Scientists’ attempts to peer into Venus’ atmosphere have long been hampered by a thick haze enshrouding the planet. But the spacecraft’s infrared and visible cameras were able to capture two slices of the atmosphere at 34 miles and 40 miles above the surface.
“We have been able to see the top 1 percent of the atmosphere,” said Kevin Baines, a planetary scientist based at the National Aeronautics and Space Administration’s Jet Propulsion Laboratory in Pasadena, Calif., and a co-investigator of the mission. “With these (cameras), we see the rest of the 99 percent.”
“People thought Venus was a boring thing to look at,” he added. “It looks like a ping-pong ball with just white clouds. But these show there really is some structure.”
The probe’s first pictures were taken from a distance of about 128,000 miles. In the next few weeks, it will gradually circle into its final orbit, 155 miles above the planet’s north pole.
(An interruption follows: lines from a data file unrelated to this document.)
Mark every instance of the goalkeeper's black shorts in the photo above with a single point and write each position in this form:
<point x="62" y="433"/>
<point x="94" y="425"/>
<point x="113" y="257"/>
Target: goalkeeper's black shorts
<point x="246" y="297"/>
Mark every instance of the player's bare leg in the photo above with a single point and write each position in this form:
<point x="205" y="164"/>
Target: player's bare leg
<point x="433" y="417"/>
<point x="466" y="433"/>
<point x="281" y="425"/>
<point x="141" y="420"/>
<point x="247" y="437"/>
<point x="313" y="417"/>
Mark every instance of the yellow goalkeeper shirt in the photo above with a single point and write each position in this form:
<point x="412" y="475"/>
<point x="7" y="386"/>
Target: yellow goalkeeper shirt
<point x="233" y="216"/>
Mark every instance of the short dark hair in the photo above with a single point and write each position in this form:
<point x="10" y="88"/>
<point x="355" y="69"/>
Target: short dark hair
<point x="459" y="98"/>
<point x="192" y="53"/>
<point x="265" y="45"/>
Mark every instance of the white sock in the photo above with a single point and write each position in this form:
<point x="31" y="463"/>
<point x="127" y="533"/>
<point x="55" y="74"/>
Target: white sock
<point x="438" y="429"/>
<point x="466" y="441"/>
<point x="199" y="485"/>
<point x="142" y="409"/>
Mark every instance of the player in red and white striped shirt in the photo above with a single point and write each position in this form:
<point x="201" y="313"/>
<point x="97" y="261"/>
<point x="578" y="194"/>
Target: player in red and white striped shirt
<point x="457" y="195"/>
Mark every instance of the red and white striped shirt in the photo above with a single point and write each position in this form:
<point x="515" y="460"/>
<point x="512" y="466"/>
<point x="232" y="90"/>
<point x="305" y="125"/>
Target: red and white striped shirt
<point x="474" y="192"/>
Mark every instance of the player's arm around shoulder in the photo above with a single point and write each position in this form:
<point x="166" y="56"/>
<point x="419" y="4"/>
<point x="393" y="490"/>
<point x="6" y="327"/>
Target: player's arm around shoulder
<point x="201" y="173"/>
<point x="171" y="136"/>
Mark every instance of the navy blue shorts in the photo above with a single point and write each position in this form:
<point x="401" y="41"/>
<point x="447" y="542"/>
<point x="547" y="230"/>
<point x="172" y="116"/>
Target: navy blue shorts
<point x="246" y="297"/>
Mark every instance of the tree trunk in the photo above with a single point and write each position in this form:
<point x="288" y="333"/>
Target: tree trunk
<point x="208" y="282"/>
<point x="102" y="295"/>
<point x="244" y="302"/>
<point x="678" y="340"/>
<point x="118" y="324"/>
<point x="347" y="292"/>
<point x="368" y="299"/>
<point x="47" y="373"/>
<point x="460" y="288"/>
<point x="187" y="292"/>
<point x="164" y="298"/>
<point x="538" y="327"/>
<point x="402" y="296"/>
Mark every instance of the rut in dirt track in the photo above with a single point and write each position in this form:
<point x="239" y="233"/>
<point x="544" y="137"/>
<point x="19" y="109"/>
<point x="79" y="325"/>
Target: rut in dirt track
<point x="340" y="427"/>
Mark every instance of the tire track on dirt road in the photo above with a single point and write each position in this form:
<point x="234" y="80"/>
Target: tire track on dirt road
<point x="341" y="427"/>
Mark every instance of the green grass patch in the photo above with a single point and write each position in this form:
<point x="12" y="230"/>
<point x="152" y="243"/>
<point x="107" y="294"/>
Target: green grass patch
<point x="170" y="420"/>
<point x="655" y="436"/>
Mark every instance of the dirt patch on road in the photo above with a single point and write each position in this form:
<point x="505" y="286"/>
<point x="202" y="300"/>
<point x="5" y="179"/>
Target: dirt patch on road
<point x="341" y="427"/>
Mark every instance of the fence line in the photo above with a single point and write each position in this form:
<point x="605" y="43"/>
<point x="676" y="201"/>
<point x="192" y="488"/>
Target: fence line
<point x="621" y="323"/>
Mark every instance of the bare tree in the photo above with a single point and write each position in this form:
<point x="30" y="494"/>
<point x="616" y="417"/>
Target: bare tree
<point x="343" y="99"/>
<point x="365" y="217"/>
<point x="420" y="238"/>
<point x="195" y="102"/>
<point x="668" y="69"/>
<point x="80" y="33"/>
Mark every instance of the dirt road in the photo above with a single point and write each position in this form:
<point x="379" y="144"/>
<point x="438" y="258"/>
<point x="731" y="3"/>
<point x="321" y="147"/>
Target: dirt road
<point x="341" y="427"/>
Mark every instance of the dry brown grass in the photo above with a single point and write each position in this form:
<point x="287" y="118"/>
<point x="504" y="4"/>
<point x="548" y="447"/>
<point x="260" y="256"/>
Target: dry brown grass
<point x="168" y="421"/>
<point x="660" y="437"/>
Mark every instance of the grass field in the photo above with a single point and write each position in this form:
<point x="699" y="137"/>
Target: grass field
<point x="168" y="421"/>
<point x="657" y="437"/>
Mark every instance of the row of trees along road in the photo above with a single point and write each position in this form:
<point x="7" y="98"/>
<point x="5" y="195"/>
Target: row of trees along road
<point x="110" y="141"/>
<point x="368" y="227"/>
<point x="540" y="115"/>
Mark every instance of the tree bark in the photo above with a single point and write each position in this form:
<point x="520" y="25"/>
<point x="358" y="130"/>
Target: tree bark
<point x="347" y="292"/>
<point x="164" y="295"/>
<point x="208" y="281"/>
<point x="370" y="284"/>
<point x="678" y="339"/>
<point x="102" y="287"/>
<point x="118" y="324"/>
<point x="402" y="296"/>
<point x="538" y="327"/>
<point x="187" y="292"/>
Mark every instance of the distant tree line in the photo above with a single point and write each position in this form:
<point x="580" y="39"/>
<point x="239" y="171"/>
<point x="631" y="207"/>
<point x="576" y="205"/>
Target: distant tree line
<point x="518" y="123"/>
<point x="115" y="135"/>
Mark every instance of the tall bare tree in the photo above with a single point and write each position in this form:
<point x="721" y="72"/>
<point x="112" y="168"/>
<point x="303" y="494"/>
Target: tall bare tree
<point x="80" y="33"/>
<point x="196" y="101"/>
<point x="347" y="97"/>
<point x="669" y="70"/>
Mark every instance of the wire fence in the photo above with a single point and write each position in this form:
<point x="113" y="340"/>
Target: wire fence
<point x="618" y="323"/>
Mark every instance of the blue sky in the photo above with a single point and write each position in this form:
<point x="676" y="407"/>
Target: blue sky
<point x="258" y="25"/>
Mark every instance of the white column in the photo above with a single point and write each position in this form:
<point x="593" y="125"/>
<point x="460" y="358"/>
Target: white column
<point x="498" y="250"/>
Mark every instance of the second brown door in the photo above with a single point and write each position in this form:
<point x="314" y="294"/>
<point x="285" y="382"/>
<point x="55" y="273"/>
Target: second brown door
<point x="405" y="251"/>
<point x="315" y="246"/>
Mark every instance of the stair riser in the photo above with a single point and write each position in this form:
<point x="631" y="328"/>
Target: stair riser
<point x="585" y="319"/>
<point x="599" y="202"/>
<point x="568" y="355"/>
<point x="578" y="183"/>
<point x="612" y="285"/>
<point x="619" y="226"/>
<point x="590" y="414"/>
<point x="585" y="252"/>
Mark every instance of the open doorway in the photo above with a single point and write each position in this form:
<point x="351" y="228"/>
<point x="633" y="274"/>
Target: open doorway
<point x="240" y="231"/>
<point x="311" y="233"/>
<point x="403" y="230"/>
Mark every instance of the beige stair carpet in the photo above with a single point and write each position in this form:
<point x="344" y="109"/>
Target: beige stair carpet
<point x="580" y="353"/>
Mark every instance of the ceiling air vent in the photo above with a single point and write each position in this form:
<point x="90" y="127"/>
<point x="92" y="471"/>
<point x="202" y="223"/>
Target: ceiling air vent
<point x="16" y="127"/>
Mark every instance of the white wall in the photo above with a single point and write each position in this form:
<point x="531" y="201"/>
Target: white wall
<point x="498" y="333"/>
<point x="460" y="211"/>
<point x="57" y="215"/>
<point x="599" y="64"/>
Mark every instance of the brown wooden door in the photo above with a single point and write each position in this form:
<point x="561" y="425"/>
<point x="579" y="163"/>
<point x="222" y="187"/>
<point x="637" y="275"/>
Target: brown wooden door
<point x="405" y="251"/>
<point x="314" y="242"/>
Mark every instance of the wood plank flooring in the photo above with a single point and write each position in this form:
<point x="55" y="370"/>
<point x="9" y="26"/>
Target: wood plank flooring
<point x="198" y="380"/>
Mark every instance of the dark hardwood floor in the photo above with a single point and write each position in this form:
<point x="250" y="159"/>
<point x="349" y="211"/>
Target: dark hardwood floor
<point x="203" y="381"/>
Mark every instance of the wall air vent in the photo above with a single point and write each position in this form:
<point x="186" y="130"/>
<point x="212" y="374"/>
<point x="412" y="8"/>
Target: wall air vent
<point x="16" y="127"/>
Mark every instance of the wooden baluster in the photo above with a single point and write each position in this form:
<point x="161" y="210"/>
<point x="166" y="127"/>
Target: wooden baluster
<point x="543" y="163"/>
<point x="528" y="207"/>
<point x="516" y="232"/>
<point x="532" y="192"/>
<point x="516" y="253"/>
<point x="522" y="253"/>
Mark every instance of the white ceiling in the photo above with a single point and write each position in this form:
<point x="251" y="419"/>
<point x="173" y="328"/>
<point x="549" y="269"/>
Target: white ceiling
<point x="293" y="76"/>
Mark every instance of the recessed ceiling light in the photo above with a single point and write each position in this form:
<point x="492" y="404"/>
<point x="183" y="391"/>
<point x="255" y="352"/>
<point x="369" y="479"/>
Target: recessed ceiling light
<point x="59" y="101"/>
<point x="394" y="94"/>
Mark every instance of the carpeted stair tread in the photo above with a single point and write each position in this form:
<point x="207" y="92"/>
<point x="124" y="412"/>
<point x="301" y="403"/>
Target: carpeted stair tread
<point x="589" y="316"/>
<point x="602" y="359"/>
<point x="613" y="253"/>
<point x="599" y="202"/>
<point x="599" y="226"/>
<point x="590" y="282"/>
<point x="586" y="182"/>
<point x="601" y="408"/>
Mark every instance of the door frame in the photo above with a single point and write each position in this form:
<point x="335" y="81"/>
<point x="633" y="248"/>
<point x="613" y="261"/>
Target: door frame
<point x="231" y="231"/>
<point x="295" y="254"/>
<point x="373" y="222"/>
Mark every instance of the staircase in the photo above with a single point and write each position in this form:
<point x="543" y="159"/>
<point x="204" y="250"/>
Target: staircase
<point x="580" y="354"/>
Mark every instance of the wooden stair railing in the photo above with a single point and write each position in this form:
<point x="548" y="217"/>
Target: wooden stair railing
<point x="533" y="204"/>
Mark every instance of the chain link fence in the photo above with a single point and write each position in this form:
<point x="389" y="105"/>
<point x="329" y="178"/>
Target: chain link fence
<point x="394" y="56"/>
There have been about 20 Russian and U.S. missions to Venus since 1962, but they have provided only snapshots of the planet’s atmosphere. Some of the probes managed to make it to the surface, but were able to transmit information for only about an hour before they were destroyed, Baines said.
Venus Express, launched in November, will allow scientists to study the planet for at least 16 months and provide the first chance to build a three-dimensional model of its atmosphere.
Venus, the second planet from the sun, and Earth, the third, share similar ages, masses and surface composition. But Venus developed a far denser atmosphere. It has a surface temperature of about 900 degrees Fahrenheit and an atmospheric pressure 90 times that of Earth.
“Venus is extremely inhospitable for life, whereas Earth is a great place to live,” project manager Don McCoy said. “If these planets were created about the same time, why would Earth take on such a different character?”